After a whirlwind nine episodes, Hacks wraps up its third season tomorrow night. The fan-favorite Max show stars Jean Smart as Deborah Vance, a washed-up comedian with a middling Vegas casino residency, who gets another chance at her career thanks to Ava Daniels (Hannah Einbinder), a young, arrogant, and lightly canceled comedy writer. This season of the odd-couple comedy—arguably the best yet—centered on Deborah’s uphill battle to host a late night talkshow, after she lost the opportunity decades earlier.

The show has always used fashion as a tool to emphasize the comedy. Wardrobe was one of the many ways Hacks wordlessly communicates the stark contrast between Deborah (whose style codes include animal print and sparkles) and Ava (whose dream shopping spree takes place in a thrift store’s men’s department). It was also always ammunition. “I was just wondering why you were dressed like Rachel Maddow’s mechanic,” Deborah tells Ava in the second episode of season one. This season, however, the fashion was far more inextricable from the plot.

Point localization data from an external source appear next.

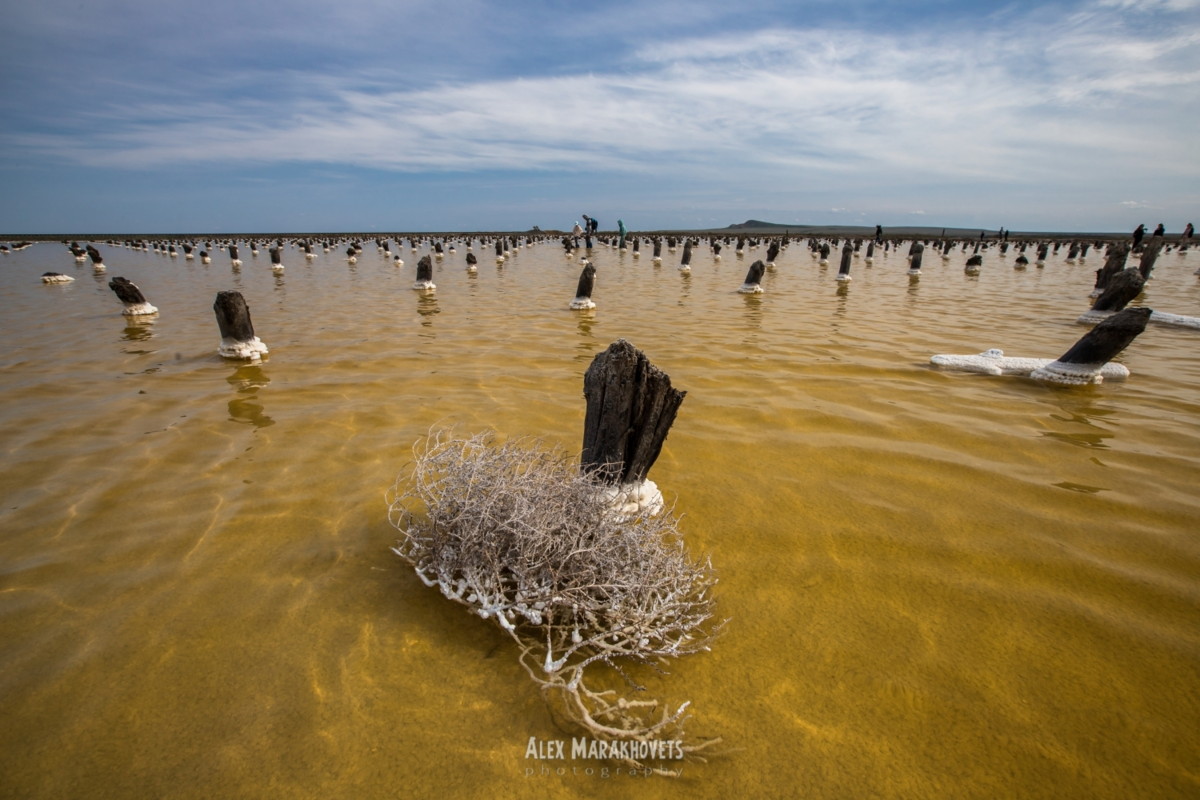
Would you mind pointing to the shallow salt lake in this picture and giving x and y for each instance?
(940, 584)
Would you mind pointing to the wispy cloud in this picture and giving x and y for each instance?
(834, 102)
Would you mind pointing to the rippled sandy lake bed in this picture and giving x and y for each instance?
(939, 584)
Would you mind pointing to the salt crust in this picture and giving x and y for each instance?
(234, 349)
(136, 308)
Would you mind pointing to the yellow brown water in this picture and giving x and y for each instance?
(940, 584)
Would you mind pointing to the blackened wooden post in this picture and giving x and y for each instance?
(425, 274)
(1150, 254)
(847, 256)
(583, 289)
(1114, 263)
(1122, 288)
(1109, 338)
(754, 277)
(918, 252)
(238, 340)
(131, 298)
(631, 407)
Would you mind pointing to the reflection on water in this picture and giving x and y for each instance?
(247, 380)
(427, 307)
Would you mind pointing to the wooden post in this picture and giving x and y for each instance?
(1122, 288)
(1114, 263)
(238, 340)
(583, 289)
(1109, 338)
(847, 256)
(631, 407)
(131, 298)
(1150, 254)
(425, 274)
(754, 277)
(918, 252)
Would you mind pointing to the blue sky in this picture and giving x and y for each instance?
(227, 115)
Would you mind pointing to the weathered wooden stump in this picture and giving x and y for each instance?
(131, 298)
(918, 253)
(847, 256)
(754, 277)
(1114, 263)
(583, 289)
(425, 274)
(630, 408)
(238, 340)
(1081, 364)
(1121, 289)
(1150, 254)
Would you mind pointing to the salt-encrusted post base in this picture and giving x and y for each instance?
(251, 350)
(631, 500)
(995, 362)
(238, 340)
(137, 308)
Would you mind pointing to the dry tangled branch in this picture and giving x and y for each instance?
(520, 535)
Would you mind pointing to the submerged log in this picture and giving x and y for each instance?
(630, 408)
(847, 256)
(238, 340)
(1150, 254)
(1105, 341)
(425, 274)
(131, 298)
(1123, 287)
(754, 277)
(1114, 263)
(583, 289)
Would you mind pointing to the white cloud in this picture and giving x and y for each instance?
(783, 102)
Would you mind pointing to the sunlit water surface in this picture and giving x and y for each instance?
(939, 584)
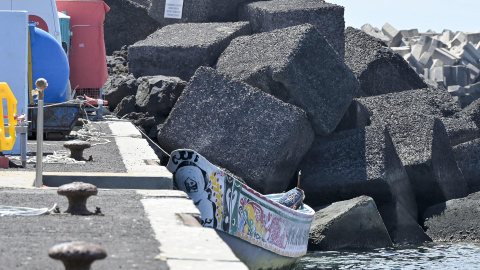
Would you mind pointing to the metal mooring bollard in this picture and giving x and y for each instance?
(76, 148)
(77, 255)
(77, 194)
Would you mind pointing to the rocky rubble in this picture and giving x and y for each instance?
(449, 59)
(282, 98)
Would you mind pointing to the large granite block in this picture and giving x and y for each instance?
(356, 162)
(350, 224)
(125, 24)
(240, 128)
(421, 140)
(378, 69)
(296, 65)
(468, 159)
(157, 94)
(392, 33)
(397, 107)
(270, 15)
(197, 11)
(424, 148)
(454, 220)
(178, 50)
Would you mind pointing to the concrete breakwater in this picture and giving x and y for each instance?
(450, 59)
(264, 99)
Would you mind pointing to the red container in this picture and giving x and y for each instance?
(88, 61)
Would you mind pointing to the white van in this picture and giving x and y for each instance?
(42, 12)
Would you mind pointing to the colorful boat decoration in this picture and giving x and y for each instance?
(277, 235)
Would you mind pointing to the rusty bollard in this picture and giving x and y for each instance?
(77, 194)
(76, 148)
(77, 255)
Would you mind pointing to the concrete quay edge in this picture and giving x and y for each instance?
(183, 242)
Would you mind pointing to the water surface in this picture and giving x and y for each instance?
(463, 256)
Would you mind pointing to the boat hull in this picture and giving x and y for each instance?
(257, 221)
(256, 257)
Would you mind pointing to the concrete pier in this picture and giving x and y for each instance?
(144, 224)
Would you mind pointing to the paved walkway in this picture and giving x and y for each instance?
(141, 228)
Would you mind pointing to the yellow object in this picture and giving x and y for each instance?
(30, 72)
(7, 130)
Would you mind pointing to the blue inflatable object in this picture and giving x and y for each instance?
(49, 61)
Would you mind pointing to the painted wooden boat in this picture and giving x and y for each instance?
(262, 233)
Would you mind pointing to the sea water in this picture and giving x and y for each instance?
(463, 256)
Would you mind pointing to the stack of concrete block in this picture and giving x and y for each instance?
(421, 139)
(447, 59)
(363, 162)
(328, 18)
(236, 126)
(179, 49)
(377, 68)
(298, 66)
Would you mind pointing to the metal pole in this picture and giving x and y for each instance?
(38, 178)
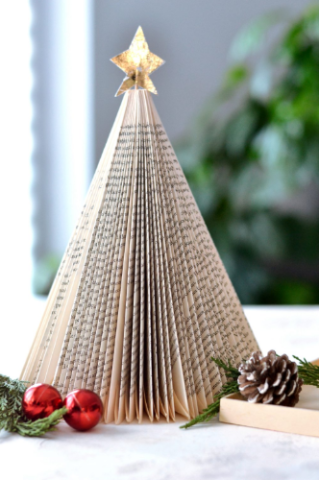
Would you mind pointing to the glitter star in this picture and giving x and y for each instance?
(138, 63)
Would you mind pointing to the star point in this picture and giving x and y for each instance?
(138, 63)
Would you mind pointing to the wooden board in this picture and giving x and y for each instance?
(303, 419)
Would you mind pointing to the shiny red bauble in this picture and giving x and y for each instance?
(40, 400)
(85, 409)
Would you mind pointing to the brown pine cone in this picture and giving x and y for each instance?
(270, 379)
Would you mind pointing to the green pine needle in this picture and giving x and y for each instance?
(227, 389)
(39, 427)
(12, 418)
(308, 372)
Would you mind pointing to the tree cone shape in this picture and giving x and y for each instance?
(141, 300)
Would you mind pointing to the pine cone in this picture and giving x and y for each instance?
(270, 379)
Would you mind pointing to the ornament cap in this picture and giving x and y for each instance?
(138, 63)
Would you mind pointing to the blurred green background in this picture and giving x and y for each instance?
(251, 158)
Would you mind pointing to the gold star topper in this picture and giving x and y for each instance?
(138, 63)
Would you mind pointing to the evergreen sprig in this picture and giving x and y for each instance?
(12, 418)
(308, 372)
(231, 386)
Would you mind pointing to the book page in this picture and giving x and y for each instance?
(142, 300)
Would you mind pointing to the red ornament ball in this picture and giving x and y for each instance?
(40, 400)
(85, 409)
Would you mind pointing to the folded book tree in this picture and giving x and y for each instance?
(141, 300)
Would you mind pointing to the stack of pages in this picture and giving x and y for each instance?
(141, 300)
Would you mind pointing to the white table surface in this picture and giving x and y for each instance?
(163, 451)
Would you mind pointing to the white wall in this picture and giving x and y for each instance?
(74, 41)
(193, 36)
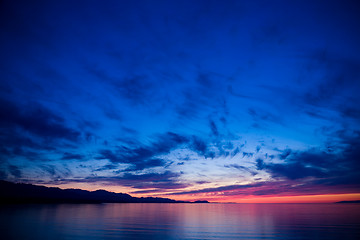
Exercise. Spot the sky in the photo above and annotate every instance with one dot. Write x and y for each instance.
(226, 101)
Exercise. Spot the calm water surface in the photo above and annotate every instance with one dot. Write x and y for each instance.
(180, 221)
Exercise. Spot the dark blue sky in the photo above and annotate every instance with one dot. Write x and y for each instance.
(210, 98)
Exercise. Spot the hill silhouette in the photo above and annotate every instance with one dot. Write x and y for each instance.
(28, 193)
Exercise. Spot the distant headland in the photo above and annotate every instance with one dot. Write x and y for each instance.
(28, 193)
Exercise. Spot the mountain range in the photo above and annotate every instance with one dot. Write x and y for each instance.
(28, 193)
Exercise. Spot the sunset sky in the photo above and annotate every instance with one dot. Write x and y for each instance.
(226, 101)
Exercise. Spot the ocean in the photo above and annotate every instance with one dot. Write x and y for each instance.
(179, 221)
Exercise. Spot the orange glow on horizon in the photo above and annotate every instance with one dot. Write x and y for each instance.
(320, 198)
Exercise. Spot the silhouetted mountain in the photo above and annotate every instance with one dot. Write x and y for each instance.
(28, 193)
(357, 201)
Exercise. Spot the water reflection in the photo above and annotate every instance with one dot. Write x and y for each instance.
(181, 221)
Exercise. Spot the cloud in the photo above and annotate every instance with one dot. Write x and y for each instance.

After our protagonists part ways at the end of season two, it’s a dress that helps bring them back together (and the famous Tom Cruise coconut cake, but that’s neither here nor there). When Ava spots a yellow couture Bill Blass dress that Deborah is set to wear to accept an award the following night, she is the only person to tell her that it is “literally the most hideous dress I’ve ever seen in my entire life.” In turn, Deborah tells Ava that she has no right to criticize, telling her “you look like you’re about to have lunch on a steel girder.” But Deborah knows she has to break free from her mob of sycophants, and Ava telling her the dress is “giving Big Bird” is the push she needed.

Finding the right dress was a challenge for costume designer Kathleen Felix-Hager. “There was no direction in the script other than it’s an ugly dress [and] no one has the guts to tell Deborah it’s ugly except Ava,” she says. “So it is a fine line to walk because I needed the audience to believe that at some point, Bill Blass would’ve talked to her into wearing this dress.”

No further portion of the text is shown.